A simple, and extremely inefficient, implementation of LRU replacement would
work as follows:
oldest = now
victim = NONE
for (i = 0; i < #Pages; i++) {
P = PageTable[i]
if (P’s accessTime < oldest)
oldest = P’s accessTime
victim = P’s page
}
}
—|—
A better strategy would be maintain a list of pages, ordered by access time
from oldest (first in list) to most recent (last in list). The above code
would then simply remove the first page from the list and use that as the page
to be replaced.

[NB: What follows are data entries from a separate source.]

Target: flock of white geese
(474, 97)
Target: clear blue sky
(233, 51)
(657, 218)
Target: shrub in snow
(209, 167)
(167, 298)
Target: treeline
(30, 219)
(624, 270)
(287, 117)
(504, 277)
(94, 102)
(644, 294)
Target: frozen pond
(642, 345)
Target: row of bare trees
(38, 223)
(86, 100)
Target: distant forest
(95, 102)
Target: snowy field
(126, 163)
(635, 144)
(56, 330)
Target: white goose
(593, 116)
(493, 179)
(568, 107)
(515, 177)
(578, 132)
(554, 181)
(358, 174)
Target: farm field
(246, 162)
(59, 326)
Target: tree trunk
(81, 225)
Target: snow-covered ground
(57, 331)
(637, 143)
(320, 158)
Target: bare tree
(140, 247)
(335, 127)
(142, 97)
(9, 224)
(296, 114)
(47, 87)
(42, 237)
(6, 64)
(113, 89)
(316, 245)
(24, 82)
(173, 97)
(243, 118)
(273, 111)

Of course, the list needs to be updated each time a page is
accessed.
The list should not be implemented as a separate data structure, but could be
done by incorporating a “link” to the next page in the list in each PTE. You
would also need to maintain a global variable to hold the page number of the
first page in the list.
Similarly, a simple and inefficient implementation of FIFO replacement would
work as follows:
oldest = now
victim = NONE
for (i = 0; i < #Pages; i++) {
P = PageTable[i]
if (P’s loadTime < oldest)
oldest = P’s loadTime
victim = P’s page
}
}
—|—
As above, a better strategy would be to maintain a list of pages, ordered by
load time from oldest (first in list) to most recently loaded (last in list).
The implementation would be similar to that for the LRU list.
What you are required to do (and you only need to change the PageTable.c file
for this assignment) is specified in comments in the PageTable.c file.

Sample Outputs

To get you started with debugging, sample outputs are available for the
following test cases:
./vmsim lru 5 4 < trace1 > out-lru-5-4-trace1.txt
./vmsim fifo 5 4 < trace1 > out-fifo-5-4-trace1.txt
./vmsim lru 8 4 < trace2 > out-lru-8-4-trace2.txt
./vmsim fifo 8 4 < trace2 > out-fifo-8-4-trace2.txt

##  Additional Requirements
You must not implement the process of finding a victim so that it requires a
scan of PageTable entries. Similarly it must not require a scan of any list
structure that you might define. Also, the process of updating the LRU or FIFO
list must not be an O(n) process. A program that produces output that passes
the auto-marking, but is scan-based, is worth only 1/4 marks for the auto-
marking, and half marks for each of the list-related assessment criteria.
Do not add extra debugging output using ` #ifdef DBUG ` . If you want to add
your own debugging output, enclose it in ` #ifdef MY_DBUG...#endif ` and ` add
-DMY_DBUG ` to the line defining CFLAGS in the Makefile.
Do not change the “standard” behaviour of ` showPageTableStatus() ` . If you
want to add extra output on the PageTable, enclose it in ` #ifdef
MY_DBUG...#endif ` . We assume that ` showPageTableStatus() ` has the same
behaviour as the supplied version for the purposes of auto-marking.
##  Extensions (Worth kudos, but no marks)
Implement the Clock sweep page replacement strategy.
See the Wikipedia entry for page replacement algorithms for more details.